Thursday, 30 August 2018
A medical research team from The University of Western Australia has won the Eureka Prize for Innovative Use of Technology.
The Australian Museum Eureka Prizes are Australia’s leading science awards, rewarding excellence in the fields of research and innovation, leadership, science engagement and school science.
UWA researchers Professor Wendy Erber, Dr Kathryn Fuller and Henry Hui were presented with the Eureka Prize for Innovative Use of Technology for developing an automated method for rapid leukaemia detection.
UWA Vice-Chancellor Professor Dawn Freshwater said the Eureka Prize recognised UWA research that had a real impact on the lives of patients.

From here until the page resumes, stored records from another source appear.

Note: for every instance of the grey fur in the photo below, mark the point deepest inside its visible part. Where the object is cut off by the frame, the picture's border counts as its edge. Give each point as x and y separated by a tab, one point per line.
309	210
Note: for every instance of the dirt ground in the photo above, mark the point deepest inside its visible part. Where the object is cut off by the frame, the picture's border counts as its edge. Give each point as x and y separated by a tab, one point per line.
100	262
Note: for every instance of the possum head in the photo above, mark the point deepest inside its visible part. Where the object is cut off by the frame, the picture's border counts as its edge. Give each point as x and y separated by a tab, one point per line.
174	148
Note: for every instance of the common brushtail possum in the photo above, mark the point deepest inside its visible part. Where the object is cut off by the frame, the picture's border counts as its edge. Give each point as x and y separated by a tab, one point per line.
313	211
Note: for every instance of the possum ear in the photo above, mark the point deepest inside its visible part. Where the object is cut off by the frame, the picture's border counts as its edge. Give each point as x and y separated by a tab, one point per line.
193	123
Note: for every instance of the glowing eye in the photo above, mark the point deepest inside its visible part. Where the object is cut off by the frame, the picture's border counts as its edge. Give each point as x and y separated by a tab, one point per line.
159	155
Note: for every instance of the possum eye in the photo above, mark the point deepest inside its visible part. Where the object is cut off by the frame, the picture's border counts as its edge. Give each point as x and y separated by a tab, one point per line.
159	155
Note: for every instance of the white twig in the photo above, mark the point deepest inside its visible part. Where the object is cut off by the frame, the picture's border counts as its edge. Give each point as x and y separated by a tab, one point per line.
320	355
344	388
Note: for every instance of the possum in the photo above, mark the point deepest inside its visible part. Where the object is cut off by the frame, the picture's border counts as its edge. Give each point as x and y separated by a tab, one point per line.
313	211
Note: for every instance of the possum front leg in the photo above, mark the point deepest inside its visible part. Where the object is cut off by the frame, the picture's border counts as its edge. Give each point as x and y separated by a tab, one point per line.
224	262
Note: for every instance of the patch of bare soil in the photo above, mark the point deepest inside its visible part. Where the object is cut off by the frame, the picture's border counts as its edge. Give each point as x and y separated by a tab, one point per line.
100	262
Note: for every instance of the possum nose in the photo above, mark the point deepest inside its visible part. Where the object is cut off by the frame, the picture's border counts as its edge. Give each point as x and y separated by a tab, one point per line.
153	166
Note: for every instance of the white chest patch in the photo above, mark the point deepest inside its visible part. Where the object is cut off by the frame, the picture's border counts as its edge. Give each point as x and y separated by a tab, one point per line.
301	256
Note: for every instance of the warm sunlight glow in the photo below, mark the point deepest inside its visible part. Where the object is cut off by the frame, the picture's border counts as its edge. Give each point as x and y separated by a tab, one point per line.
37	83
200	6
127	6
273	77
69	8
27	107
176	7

“This new method is able to detect just one leukaemia cell in 10,000 normal cells, which is a huge step in the ability to pick up the presence of leukaemia earlier,” Professor Freshwater said.
The method they have developed, named Immuno-flowFISH, enables the chromosomes and the whole leukaemia cell to be seen using a microscope built into the instrument used for this test. More than 20,000 cells can be studied in one test, a vast improvement on current methods which only assess a few hundred cells and are much slower.
The name was derived to acknowledge that three tests have been incorporated into one: ‘immuno’ recognises that immunology testing is used to identify the leukaemia cells, ‘flow’ because the machine is an ‘imaging flow cytometer’, and ‘FISH’ is the name of the test that identified the chromosomes inside the cells.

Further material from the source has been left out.